Company News

How Circle K Pulls Off ‘Standardized Localization’

Convenience retailer finding foodservice success despite strategic contradictions
Photograph courtesy of Alimentation Couche-Tard

CHICAGO — Circle K is focusing on food as one of the major ways it is transforming itself from a traditional convenience store chain to a destination retailer, according to Kevin Lewis, chief marketing officer for Laval, Quebec-based Alimentation Couche-Tard Inc.’s Circle K, who spoke with CSP Vice President of Retailer Relations Mitch Morrison in an Outlook Leadership Community Talks From the Top interview.

“It's no secret that Circle K has been behind, especially in North America, on the food side, despite some incredible capabilities in our European organization,” Lewis said. But despite Couche-Tard’s acquisition of c-store foodservice success story Holiday, “that hasn't been a strength of our portfolio here in North America.”

Nevertheless, the company recently launched its Fresh Food Fast program essentially “as an app store,” said Lewis. “a standardized hardware platform [into which] we can put a lot of different software—different food types, different meal occasions.”

Couche-Tard’s foodservice program is built around three pillars: good food, done in a way that's operationally easy and profitable and with the ability to be customized at a store level or store cluster level. It has “a standardized platform that really allows us to personalize and customize the offer almost at the flip of the switch, without having to retrain the tens of thousands of people around the country to make it happen,” he said.

But customization and standardization are contradictory, he acknowledged. How does a retailer create a standardized model that allows for customization, for “standardized localization”?

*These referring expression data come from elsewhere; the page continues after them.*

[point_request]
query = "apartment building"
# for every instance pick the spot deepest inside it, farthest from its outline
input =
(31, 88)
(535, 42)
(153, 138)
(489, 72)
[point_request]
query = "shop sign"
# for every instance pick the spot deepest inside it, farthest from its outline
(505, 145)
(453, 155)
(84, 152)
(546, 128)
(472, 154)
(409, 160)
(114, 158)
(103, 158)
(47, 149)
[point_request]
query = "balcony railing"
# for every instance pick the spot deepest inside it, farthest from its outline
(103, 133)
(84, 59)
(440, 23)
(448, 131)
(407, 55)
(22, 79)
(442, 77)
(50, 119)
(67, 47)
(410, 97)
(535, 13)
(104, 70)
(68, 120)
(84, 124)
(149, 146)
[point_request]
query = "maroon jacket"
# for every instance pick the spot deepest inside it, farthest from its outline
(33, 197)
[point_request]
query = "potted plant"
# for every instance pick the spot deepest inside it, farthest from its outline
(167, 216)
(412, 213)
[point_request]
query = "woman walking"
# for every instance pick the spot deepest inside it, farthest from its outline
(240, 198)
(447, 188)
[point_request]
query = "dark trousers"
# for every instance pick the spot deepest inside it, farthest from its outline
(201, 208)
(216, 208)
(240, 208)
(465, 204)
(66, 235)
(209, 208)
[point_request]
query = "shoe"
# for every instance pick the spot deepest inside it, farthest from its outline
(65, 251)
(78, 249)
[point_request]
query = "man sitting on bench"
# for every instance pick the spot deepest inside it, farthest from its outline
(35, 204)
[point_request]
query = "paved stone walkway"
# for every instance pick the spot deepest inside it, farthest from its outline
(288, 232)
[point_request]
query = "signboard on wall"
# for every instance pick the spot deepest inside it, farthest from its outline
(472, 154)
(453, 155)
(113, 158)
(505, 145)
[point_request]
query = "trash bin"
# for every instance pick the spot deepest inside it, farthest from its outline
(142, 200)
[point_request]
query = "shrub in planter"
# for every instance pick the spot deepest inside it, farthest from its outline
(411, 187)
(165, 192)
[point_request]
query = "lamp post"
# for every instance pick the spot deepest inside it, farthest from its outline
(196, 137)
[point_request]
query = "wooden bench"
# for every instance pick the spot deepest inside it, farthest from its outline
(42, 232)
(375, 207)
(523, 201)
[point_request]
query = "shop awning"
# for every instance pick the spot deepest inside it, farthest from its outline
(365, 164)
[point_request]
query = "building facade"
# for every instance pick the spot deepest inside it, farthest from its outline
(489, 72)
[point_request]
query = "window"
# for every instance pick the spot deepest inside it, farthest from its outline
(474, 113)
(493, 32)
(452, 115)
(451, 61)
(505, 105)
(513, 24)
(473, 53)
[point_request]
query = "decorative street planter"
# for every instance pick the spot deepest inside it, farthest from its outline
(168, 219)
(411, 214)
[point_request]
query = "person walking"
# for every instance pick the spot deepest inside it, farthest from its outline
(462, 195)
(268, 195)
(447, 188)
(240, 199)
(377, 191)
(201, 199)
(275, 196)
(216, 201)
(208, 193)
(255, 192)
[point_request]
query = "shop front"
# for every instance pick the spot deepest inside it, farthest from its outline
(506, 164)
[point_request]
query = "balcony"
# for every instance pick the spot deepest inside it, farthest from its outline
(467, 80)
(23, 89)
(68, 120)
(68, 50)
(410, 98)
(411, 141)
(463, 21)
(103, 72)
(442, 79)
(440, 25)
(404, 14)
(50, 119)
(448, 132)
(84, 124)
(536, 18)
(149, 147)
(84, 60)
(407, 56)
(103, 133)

“One of the things that simultaneously, I think, is the most incredible and wonderful and the most frustrating, is our decentralized model here at Couche-Tard,” said Lewis. “What happens, happens in our individual business units. Candidly, I and my colleagues are the least important folks in this business. Our folks who at the end of the day are responsible and accountable for our [profits] and delivering that customer experience locally, are really the folks we're all here to support. So the question is really, when do we decide to actually violate in some ways what has made us successful?”

Lewis said that Couche-Tard has learned that “there are times when holding hands across business units simply allows us to do things that we couldn't do if we did them individually, or where the consumer experience is so dependent on holding hands, that we'd be silly to fragment.”

He cites loyalty as an example. “You wouldn't have 20 different loyalty programs distributed across the country, different by geography,” he said.

But with a common Circle K brand, the company wants to ensure that what it represents, that the promise is consistent. “Over the last few years, we've started to connect the dots on stuff that touches the customer, whether it's our new coffee program, whether it's food, our data and analytics capabilities, but also our fuel brand, our innovation pipeline, places where scale matters or capability is scarce,” said Lewis. “Those are the places that we really start to hold hands. And the model again is our local folks are the ones on the front lines. The default setting is that they're going to do it. And if they need help, they'll ask.”

He added that local stores don’t have to use what corporate develops. “If we have a crappy coffee program, or if the food program isn't working as it should, they don't have to participate. We have a pull rather than push model.” He describes it as a “healthy tension, the check and balance.”

“What needs to be standardized are the core principles underneath the program, the fresh, the convenient, the value. Those pieces have to be common,” said Lewis. “If at the end of the day, consumers here in Charlotte want barbecue, and our consumers in Texas want tacos and in California they want organic, great. We don't see standardization as the goal. We see the standardization of the platform as the goal.”

  • To join the Outlook Leadership Community and to hear more regarding Circle K’s foodservice strategy, as well as its electric-vehicle charging and combustible fuel, frictionless checkout and CBD and cannabis strategies, click here.

Laval, Quebec-based Couche-Tard—which isNo. 2 on CSP’s 2020 Top 202 ranking of U.S. c-store chains by size—consists of a network of approximately 9,275 c-stores in North America, primarily under the Circle K brand. It also operates a retail network in Scandinavia, Ireland, Poland, the Baltics and Russia that includes more than 2,700 stores and unmanned automated fuel stations. And under licensing agreements, close to 2,350 stores operate under the Circle K banner in 15 other countries and territories (Cambodia, Egypt, Guam, Guatemala, Honduras, Hong Kong, Indonesia, Jamaica, Macau, Mexico, Mongolia, New Zealand, Saudi Arabia, the United Arab Emirates and Vietnam), which brings Couche-Tard’s worldwide total network to more than 14,300 stores.